Regional economies without consumption
In reality, this situation is not fortuitous and although it has multiple causes, it is basically explained by the fierce recession and the drop in consumption. A clear example of all this is what happens with beef consumption: last week, the chamber of meat industry and commerce (CICCRA) calculated that consumption recorded in September was the lowest in the last 26 years. , despite the fact that meat increases below the CPI.
The truth is that the most recent data on domestic consumption are not encouraging at all, at least in the year-on-year comparison. Scentia, the consulting firm specialized in mass consumption, estimated that in September the decline reached 22.3% compared to the same month last year. Although it is true that in September of last year the shelves exploded as a result of electoral uncertainty, 2024 in general has a downcast face, with thin pockets.

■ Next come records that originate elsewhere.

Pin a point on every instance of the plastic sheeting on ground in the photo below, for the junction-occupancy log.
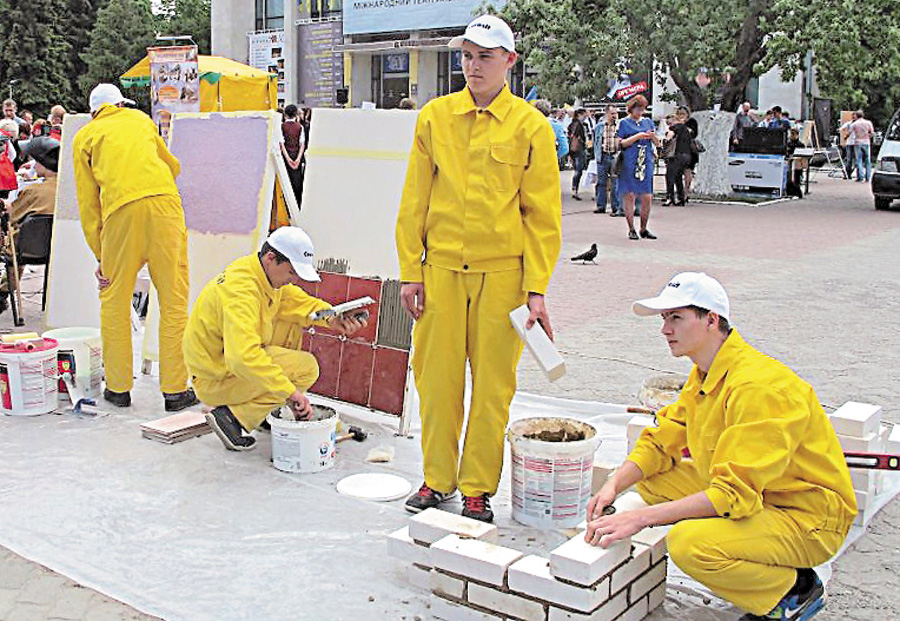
(193, 532)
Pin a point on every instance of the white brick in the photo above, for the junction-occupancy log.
(655, 539)
(856, 419)
(474, 559)
(451, 611)
(442, 584)
(629, 501)
(401, 546)
(637, 611)
(434, 524)
(506, 603)
(852, 444)
(602, 470)
(636, 425)
(419, 577)
(657, 596)
(580, 562)
(648, 581)
(609, 611)
(532, 576)
(628, 573)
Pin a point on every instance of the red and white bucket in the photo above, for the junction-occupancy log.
(28, 378)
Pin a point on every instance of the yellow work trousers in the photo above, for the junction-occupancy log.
(146, 231)
(466, 316)
(250, 404)
(750, 562)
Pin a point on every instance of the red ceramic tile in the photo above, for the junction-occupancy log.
(360, 287)
(356, 372)
(327, 350)
(389, 380)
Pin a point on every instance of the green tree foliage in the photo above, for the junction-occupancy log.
(120, 37)
(34, 52)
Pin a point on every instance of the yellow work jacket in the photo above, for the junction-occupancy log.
(119, 158)
(757, 435)
(482, 191)
(232, 323)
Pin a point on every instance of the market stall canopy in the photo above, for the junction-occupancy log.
(225, 85)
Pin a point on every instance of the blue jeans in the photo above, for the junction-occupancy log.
(604, 167)
(863, 159)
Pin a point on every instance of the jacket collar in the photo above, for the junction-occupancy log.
(498, 108)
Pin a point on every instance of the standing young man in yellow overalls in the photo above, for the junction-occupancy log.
(131, 215)
(478, 234)
(766, 495)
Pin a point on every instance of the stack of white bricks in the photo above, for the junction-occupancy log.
(859, 430)
(473, 578)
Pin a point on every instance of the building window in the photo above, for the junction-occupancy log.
(269, 14)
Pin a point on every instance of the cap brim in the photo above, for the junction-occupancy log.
(306, 271)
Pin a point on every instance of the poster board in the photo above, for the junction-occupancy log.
(356, 166)
(226, 187)
(72, 298)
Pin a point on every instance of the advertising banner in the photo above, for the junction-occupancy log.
(322, 69)
(174, 83)
(267, 54)
(362, 16)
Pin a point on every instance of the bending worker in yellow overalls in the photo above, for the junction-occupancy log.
(243, 339)
(131, 215)
(766, 495)
(482, 205)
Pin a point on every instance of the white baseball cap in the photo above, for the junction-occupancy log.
(487, 31)
(107, 94)
(687, 289)
(295, 244)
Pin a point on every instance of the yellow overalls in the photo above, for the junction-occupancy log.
(482, 205)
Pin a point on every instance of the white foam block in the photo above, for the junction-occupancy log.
(532, 576)
(451, 611)
(856, 419)
(607, 612)
(579, 562)
(433, 524)
(539, 344)
(473, 559)
(506, 603)
(401, 546)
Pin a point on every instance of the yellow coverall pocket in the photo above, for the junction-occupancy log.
(506, 167)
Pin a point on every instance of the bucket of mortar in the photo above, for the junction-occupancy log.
(552, 467)
(304, 445)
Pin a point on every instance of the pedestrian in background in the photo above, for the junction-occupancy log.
(637, 136)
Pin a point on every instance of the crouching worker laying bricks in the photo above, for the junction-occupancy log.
(243, 339)
(766, 495)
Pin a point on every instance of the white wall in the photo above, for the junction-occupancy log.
(231, 21)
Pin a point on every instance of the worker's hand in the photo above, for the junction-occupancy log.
(412, 298)
(300, 405)
(602, 499)
(608, 529)
(102, 281)
(538, 313)
(346, 324)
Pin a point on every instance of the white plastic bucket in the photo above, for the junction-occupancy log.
(304, 446)
(28, 379)
(551, 481)
(81, 354)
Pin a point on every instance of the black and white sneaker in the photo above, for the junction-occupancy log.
(177, 401)
(229, 430)
(426, 498)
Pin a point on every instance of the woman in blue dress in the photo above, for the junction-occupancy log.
(637, 136)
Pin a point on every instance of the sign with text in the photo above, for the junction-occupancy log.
(174, 83)
(362, 16)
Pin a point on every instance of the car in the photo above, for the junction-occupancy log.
(886, 175)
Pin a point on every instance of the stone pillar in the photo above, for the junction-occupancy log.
(711, 176)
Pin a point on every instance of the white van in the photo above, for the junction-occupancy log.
(886, 175)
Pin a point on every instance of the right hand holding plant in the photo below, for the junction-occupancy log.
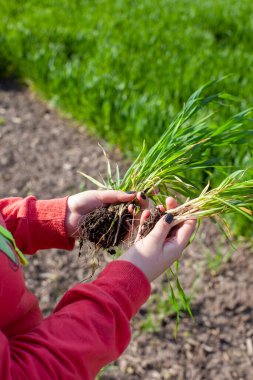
(162, 246)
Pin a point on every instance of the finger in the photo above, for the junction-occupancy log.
(144, 217)
(162, 228)
(161, 208)
(114, 196)
(171, 203)
(185, 231)
(143, 200)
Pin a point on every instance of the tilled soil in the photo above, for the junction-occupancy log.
(41, 153)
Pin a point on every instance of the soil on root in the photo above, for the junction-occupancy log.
(105, 227)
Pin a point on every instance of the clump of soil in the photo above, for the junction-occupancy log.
(106, 227)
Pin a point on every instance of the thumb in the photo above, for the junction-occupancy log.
(162, 227)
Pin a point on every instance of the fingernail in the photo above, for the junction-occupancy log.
(143, 196)
(169, 218)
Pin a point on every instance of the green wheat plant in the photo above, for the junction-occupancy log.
(233, 195)
(183, 149)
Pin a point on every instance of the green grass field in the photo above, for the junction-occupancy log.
(125, 68)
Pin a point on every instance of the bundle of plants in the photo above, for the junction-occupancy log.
(233, 195)
(182, 150)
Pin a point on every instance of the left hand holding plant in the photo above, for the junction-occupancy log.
(82, 203)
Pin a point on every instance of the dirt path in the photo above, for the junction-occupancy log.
(40, 154)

It is also not a coincidence that the handbrake was felt more strongly in the interior of the country (in the AMBA there was a decrease of 14.1% while in the rest the drop reached 27.3% year-on-year). There were never careful prices there and the economy does not have masks, which is why independent businesses and retail chains recorded the most drastic falls, exceeding 30% in sales volumes.
Inside the gates, the outlook is worrying: while sectors such as pig farming, poultry farming and tobacco managed to remain green, historical activities such as the production of yerba mate and citrus fruits face serious challenges. One of the main problems identified is the mismatch between the prices that producers receive and the costs that are increasing.
In at least ten of the regional economies monitored, prices failed to keep pace with year-on-year inflation, causing a devastating impact on farm profitability.
Honey and tea, for example, are in recession, which deepens the unrest in these sectors, where producers were already dealing with structural challenges. The report of the entity that makes up the Liaison Table also highlights that, beyond the productive difficulties, there is a lack of infrastructure and public policies that allow these problems to be faced effectively, where tax pressure and lack of access to International markets also complicate the recovery.
Is there room for recovery?
Despite the discouraging outlook, some activities still have the possibility of recovery. “Yellow light” economies, such as milk and cotton production, are stagnant, but could improve if some of the current bottlenecks are overcome.
In this context, it is crucial that public policies are implemented that facilitate access to credit and promote competitiveness. Particularly for dairy production, which was hit hard by rising feed costs and adverse weather conditions. However, with appropriate policies, growth could resume in the coming years. Similarly, cotton faces drought-related challenges, but global demand for natural fibers could drive its recovery.
In order for these sectors to emerge from stagnation, it is essential that comprehensive solutions be developed. Producers require better access to financing and relief from tax burdens: these are the key factors to improve profitability and encourage investment in infrastructure and technology.
The problem is that today almost all of these producers are financing working capital, in such a way that it is impossible for them to grow or incorporate improvements in their production processes. With sky-high demand and high costs, investing and seeking financing to grow seems almost a utopia.
It is not enough to lower withholdings, and perhaps this example will be useful for other crops for which lower taxes are also demanded. What happens after the reduction or removal of the DEX if in reality there is no internal demand and at the same time the path to reach foreign markets forces us to take on more debt and risks when there is no longer any capital left? Many measures can be taken in favor of market freedom, but without policies that encourage production it will be very difficult to recover a framework that is worn out, with little breath and on the verge of collapse.